The image (left), the inaccurate label predicted by the network for the detection task (middle), and the ground truth segmentation mask (right). The red and green colors on the middle and right images stand for air bubbles and ice crystals respectively.

For the detection task, the network predicts a probability map for the inner regions of the object instances. An output of the network is shown in Figure 6. With partial masks as coarse labels for this task, the network learns to identify the object instances.

4.2 Gland Segmentation on H&E-Stained Images

We apply the approach to the segmentation of tissues in histology images. In this experiment, we use the GlaS challenge dataset [37] that consists of 165 Hematoxylin and eosin (H&E) stained images. The dataset is split into three parts, with 85 images for training, and 60 for offsite test and 20 images for onsite test (we will call the latter two sets Test part A and Test part B respectively in the following).

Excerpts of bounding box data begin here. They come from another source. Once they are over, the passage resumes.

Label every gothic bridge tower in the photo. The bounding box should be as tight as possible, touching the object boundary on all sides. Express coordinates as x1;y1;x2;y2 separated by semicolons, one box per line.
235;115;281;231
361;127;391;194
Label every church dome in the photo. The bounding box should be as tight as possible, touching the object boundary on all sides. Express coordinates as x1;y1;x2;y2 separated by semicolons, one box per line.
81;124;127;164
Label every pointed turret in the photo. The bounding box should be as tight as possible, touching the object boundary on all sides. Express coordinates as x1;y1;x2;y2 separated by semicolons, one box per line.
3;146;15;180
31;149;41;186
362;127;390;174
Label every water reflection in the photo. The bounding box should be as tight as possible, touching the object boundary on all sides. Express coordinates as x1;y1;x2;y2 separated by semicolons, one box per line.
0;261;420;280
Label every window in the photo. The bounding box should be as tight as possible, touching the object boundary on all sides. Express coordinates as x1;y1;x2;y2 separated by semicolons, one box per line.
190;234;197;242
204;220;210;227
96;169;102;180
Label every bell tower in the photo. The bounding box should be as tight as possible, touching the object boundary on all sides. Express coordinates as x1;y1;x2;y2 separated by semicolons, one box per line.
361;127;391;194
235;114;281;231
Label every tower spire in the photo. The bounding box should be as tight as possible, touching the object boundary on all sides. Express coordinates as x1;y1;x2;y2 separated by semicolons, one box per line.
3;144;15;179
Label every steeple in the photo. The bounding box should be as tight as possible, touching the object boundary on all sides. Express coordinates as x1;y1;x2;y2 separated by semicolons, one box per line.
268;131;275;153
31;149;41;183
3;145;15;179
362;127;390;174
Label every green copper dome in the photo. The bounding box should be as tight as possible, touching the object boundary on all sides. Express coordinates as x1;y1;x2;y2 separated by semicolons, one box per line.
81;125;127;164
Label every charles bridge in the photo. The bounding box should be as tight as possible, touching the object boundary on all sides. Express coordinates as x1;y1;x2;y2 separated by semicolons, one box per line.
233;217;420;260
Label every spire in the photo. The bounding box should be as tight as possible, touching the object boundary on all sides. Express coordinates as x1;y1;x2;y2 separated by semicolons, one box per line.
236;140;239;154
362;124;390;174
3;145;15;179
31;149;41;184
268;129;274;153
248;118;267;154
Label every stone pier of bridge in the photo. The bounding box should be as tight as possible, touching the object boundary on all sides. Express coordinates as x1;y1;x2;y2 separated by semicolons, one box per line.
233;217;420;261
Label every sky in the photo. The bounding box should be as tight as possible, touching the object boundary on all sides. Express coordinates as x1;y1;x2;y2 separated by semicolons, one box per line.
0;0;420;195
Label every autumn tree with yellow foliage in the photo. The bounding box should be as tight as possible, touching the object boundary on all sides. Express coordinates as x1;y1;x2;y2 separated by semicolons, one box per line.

Apart from the SL available from the dataset, we create a set of a weak labels for the detection task and separation task. These weak labels together with a part of the strong labels are used for training the multi-task U-net.

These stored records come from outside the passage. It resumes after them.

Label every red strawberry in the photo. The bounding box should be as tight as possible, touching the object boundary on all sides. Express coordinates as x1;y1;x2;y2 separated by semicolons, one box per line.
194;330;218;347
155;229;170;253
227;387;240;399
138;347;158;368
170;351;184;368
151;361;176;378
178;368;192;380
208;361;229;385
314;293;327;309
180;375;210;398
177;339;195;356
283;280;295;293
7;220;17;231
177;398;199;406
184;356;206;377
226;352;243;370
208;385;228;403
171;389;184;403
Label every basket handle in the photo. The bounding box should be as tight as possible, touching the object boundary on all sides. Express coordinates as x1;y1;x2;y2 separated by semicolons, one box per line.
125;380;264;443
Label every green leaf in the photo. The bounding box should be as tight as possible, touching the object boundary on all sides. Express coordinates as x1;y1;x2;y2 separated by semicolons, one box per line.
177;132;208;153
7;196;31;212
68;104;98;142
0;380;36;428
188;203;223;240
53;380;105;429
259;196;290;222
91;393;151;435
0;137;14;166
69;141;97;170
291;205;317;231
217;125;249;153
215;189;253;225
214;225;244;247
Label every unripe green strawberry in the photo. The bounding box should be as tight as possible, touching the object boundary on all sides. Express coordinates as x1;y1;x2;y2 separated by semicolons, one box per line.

Table 2. Average dice score for segmentation of gland. Results of two sets of methods, weakly supervised (WS) and strongly supervised (SS) are displayed. Our method uses both SL and WL. The ratio of strong labels (SL) is increased from \(2.4\%\) to \(100\%\), and the scores of the methods are reported here for two parts A and B of the test sets, as split in [37].

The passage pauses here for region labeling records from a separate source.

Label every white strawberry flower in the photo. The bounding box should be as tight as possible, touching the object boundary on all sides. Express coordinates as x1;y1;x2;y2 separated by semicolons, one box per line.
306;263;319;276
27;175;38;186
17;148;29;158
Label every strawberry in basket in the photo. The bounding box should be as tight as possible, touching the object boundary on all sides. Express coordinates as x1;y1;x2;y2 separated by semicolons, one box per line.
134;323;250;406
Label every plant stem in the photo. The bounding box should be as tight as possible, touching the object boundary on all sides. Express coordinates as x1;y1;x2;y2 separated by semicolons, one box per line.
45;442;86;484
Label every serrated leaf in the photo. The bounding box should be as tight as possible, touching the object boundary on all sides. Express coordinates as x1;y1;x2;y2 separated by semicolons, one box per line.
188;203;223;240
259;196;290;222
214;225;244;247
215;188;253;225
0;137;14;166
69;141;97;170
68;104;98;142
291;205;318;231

In this experiment, we test the algorithm on different ratios of SL, and compare it with the baseline U-net (single task), PL approach (where PL are generated in the same way as the ones for the SEM dataset), and a fully supervised approach called Multi-scale Densely Connected U-Net (MDUnet) [45]. The results on two sets of test data are reported in Table 2. As the SL ratios increase from \(2.4\%\) to \(9.4\%\), an improvement of performance of the multi-task U-net is gained. When it reaches \(9.4\%\) SL, the multi-task framework achieves comparable score with the fully supervised version, and outperforms the PL approach by a significant margin. We emphasize that the \(9.4\%\) SL and WL can be obtained several times faster than the \(100\%\) SL used for fully supervised learning. Example of segmentation results are displayed in Figure 7.

Fig. 7.
figure 7

Segmentation results on the gland dataset (best view in color). The ground truth and the results. For (c) and (d), Red contour denotes the results from \(9.4\%\) strong labels; Green contour denotes results from \(4.7\%\) strong labels. (Color figure online)

5 Conclusion

In this paper, we develop a multi-task learning framework for microscopy image segmentation, which relaxes the requirement for numerous and accurate annotations to train the network. It is therefore suitable for segmentation problem with a dense population of object instances. The model separates the segmentation problem into three smaller tasks. One of them is dedicated to the instance detection and therefore does not need exact boundary information. This gives potential flexibility as one could concentrate on the classification and rough location of the instances during data collection. The second one focuses on the separation of objects sharing a common boundary. The final task aims at extracting pixel-wise boundary information. Thanks to the information shared within the multi-task learning, this accurate segmentation can be obtained using very few annotated data. Our model is end-to-end and requires no reprocessing for the weak labels. For the partial masks that ignore boundary pixels, the annotation can also be done when the boundaries of object are hard to detect. In the future, we could like to extend the proposed approach for solving 3D segmentation problems in biomedical images where labelling a single 3D image needs much more manual work.